Zunächst einmal stellte das OLG fest, dass die Vorstände, welche die Einberufung wünschten, das satzungsgemäße Quorum erreicht haben – ein Einzelfall, der vorliegend mangels Allgemeingültigkeit keiner weiteren Erörterung bedarf. Schon interessanter ist dagegen der Umstand, dass nach Auffassung des Gerichts weder das zuständige Vereinsorgan noch das Gericht die sachliche Zweckmäßigkeit der Mitgliederversammlung in Hinblick auf die angestrebten Tagesordnungspunkte zu prüfen habe. Insbesondere sei die Abwahl von Vorständen zulässig, auch wenn dies gemäß der Satzung dem Ehrenrat vorbehalten sei. Nach § 27 Abs. 2 S. 1 BGB ist die Bestellung des Vorstands jederzeit widerruflich, die Vorschrift ist nicht dispositiv. Da die Delegiertenversammlung für die Wahl zuständig ist, steht ihr auch das Abwahlrecht zu – selbst wenn ein weiteres Organ hierzu durch die Satzung ermächtigt wird.

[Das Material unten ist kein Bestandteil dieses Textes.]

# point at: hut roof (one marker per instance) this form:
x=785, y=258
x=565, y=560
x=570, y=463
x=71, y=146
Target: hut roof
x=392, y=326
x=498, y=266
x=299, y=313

Das Gericht hat ferner entschieden, dass ein möglicher Rechtsmissbrauch auch nicht in der Tatsache begründet ist, dass die Abhaltung einer Delegiertenversammlung aufgrund der behördlichen Einschränkungen im Rahmen der COVID-19-Pandemie möglicherweise nicht oder nur eingeschränkt gestattet ist. Das Gericht konstatiert, dass die behördlichen Vorgaben sich so schnell wandeln können, dass in absehbarer Zeit eine Delegiertenversammlung auch als Präsenzveranstaltung wieder möglich sein kann. Außerdem verweist das Gericht auf die Abweichungsmöglichkeiten von der Regelung des § 32 BGB gemäß § 5 Abs. 2 und Abs. 3 des Gesetzes über Maßnahmen im Gesellschafts-, Genossenschafts-, Vereins-, Stiftungs- und Wohnungseigentumsrecht zur Bekämpfung der Auswirkungen der COVID-19-Pandemie (COVMG), wonach die Möglichkeiten einer virtuellen (oder schriftlichen) Delegiertenversammlung besteht.

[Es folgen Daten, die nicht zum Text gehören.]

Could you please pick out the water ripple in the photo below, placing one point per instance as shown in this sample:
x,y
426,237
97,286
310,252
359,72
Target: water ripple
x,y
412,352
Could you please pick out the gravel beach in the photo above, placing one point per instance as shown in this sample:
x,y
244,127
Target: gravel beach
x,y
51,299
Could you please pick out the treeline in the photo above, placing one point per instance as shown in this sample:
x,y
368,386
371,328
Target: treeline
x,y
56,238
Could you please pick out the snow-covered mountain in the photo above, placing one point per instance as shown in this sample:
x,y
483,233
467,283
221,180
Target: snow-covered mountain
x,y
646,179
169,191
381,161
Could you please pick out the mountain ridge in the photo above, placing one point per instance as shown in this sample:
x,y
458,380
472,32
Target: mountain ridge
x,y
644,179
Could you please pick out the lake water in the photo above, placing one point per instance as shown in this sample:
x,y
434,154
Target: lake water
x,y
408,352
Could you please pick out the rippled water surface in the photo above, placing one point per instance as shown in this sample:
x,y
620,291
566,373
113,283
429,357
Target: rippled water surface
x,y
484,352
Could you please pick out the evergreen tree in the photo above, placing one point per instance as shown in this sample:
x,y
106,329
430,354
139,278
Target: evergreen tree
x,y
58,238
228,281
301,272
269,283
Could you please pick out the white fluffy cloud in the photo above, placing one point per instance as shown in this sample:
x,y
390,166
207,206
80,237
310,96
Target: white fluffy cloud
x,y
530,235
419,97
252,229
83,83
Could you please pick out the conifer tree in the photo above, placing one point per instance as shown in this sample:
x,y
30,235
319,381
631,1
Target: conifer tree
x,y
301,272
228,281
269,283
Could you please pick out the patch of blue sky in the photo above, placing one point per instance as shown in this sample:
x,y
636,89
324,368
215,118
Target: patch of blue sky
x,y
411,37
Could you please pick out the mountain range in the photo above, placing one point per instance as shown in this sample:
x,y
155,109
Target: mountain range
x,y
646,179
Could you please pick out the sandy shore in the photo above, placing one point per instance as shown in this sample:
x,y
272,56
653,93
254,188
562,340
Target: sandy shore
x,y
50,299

Fazit zur Durchführung von Mitgliederversammlungen in der Corona-Pandemie

Durch das Urteil sah es einen Moment lang so aus, als habe die Abhaltung einer Mitgliederversammlung höchste Priorität – egal ob sie sinnvoll, notwendig oder praktisch durchführbar wäre. Der uneingeschränkte Verweis des OLG München auf die virtuelle Versammlung und die schriftliche Beschlussfassung nach § 5 Abs. 2 und Abs. 3 COVMG legte damit auch den Schluss nahe, dass auch die satzungsmäßige jährliche Versammlung nicht ohne weiteres verzichtbar wäre. Die neuerliche Anpassung des COVMG ist damit genau rechtzeitig gekommen, Rechtsklarheit zu schaffen:

Mitgliederversammlungen müssen nicht um jeden Preis abgehalten werden – sie müssen gesundheitlich vertretbar und technisch durchführbar sein. Gleichwohl bleibt vom Beschluss des OLG München: Ist „Gefahr im Verzug“ und sieht dies zumindest das qualifizierte Quorum so, kann auch dieses Recht trotz COVID (im Rahmen der gesetzlichen Möglichkeiten) durchgesetzt und nicht leicht mit dem Verweis auf ein Risiko abgewehrt werden – diesen Schluss wird man trotz der jüngsten Gesetzesänderung aus dem Beschluss auch weiter ziehen müssen.